Some works tickled the funny bone. A faux commercial for "medicated meat," to be applied to painful naughty bits of the anatomy, is delightfully bizarre. "Showdown" breaks the convention of Old West gunslinging by having inappropriate weapons and hilarious arguments about the English lexicon. It is one of the few bits in which the energy of players Ray Klein, Cynthia Rube, Cameron Fife, Andrea Cansler, and the consistently enjoyable Bruce Green is consistent and balanced.

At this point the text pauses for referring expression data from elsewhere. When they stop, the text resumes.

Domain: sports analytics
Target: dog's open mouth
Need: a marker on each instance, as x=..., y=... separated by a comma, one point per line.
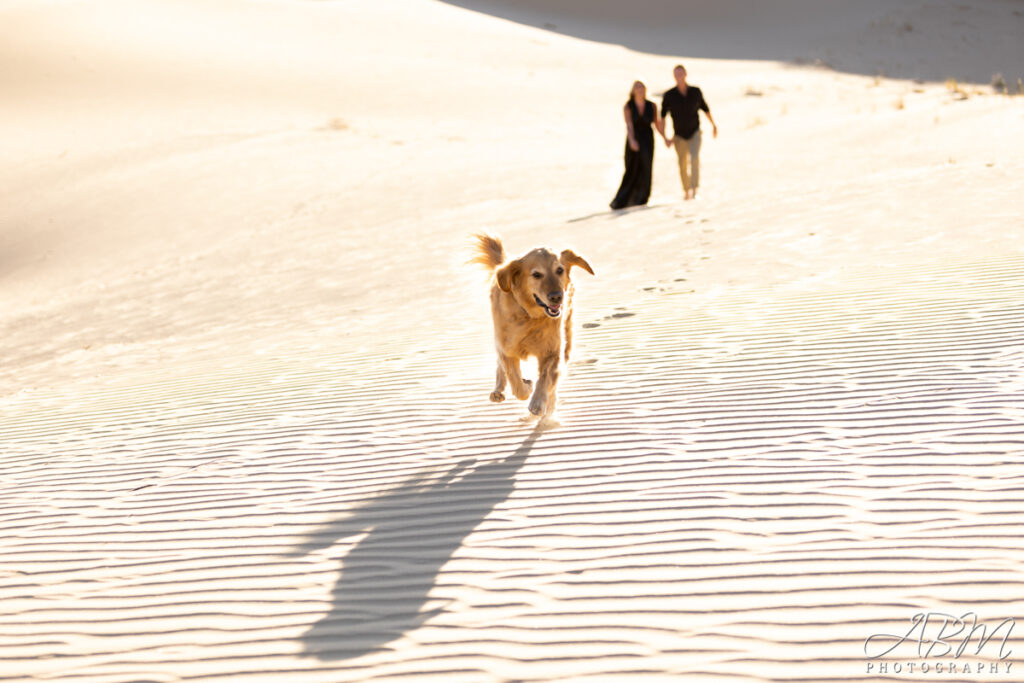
x=553, y=310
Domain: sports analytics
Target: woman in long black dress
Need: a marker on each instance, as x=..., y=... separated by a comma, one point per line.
x=640, y=114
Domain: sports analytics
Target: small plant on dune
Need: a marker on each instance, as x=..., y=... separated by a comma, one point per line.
x=954, y=87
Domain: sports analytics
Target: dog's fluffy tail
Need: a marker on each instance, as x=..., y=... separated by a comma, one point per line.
x=489, y=252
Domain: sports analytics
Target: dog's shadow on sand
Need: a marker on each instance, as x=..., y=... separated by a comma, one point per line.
x=411, y=532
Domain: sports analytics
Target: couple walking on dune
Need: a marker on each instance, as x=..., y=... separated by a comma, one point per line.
x=681, y=102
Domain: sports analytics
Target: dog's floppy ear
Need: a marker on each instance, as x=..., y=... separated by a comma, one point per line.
x=569, y=258
x=509, y=275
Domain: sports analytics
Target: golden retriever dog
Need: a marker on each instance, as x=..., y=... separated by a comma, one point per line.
x=531, y=305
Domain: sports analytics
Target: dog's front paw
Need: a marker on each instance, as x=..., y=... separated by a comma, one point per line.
x=538, y=406
x=527, y=386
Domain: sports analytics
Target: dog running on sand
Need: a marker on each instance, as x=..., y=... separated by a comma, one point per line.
x=531, y=305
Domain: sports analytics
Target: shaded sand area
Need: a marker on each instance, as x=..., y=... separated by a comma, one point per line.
x=244, y=420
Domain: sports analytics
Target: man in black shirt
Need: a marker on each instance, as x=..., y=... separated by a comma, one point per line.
x=683, y=102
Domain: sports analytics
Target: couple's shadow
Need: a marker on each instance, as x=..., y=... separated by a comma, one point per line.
x=411, y=532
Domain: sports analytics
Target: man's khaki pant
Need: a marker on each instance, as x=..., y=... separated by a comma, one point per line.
x=689, y=160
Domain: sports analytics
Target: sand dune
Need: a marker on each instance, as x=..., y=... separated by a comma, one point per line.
x=907, y=39
x=244, y=421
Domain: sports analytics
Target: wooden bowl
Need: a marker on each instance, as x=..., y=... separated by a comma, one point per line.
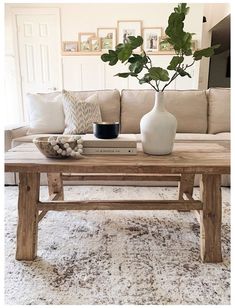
x=46, y=148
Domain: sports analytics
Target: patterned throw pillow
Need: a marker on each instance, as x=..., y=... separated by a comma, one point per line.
x=80, y=114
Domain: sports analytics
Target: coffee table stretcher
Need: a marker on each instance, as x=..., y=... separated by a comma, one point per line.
x=211, y=159
x=29, y=208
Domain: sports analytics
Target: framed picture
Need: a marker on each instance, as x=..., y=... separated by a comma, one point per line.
x=84, y=41
x=194, y=45
x=94, y=44
x=107, y=37
x=128, y=28
x=70, y=46
x=165, y=46
x=151, y=38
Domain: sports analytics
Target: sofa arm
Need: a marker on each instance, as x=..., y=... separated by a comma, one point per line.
x=14, y=131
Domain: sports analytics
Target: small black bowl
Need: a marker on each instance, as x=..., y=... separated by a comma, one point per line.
x=106, y=130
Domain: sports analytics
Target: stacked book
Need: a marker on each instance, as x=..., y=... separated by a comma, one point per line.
x=124, y=144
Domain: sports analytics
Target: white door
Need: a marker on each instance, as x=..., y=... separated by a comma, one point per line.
x=39, y=53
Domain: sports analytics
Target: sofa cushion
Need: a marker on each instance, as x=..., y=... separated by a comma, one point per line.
x=80, y=114
x=189, y=107
x=218, y=110
x=46, y=114
x=109, y=102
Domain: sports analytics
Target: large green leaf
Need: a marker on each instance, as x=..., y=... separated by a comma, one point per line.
x=182, y=8
x=174, y=62
x=119, y=47
x=158, y=73
x=110, y=57
x=206, y=52
x=136, y=67
x=183, y=73
x=145, y=79
x=125, y=53
x=138, y=58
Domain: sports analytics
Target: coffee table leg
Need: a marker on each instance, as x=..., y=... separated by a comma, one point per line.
x=27, y=229
x=185, y=186
x=55, y=185
x=210, y=216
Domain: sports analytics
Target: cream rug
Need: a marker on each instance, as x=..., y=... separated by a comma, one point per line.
x=116, y=257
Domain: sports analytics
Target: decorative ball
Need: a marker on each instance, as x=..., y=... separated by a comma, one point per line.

When leader Klein closes the show as horny, pansexual aerobics instructor Mike Stimmons, finding reasons to grope and kiss both male and female students while leaping about in a horrifyingly amusing Spandex outfit, one sees what this group might have accomplished with uniformly stronger material. Michael Ross' sometimes lethargic direction and still-shaky tech elements undercut the group's effectiveness even further. I'm not sayin' there's no hope. I'm just sayin' you have to bat at least .500 during a sketch show.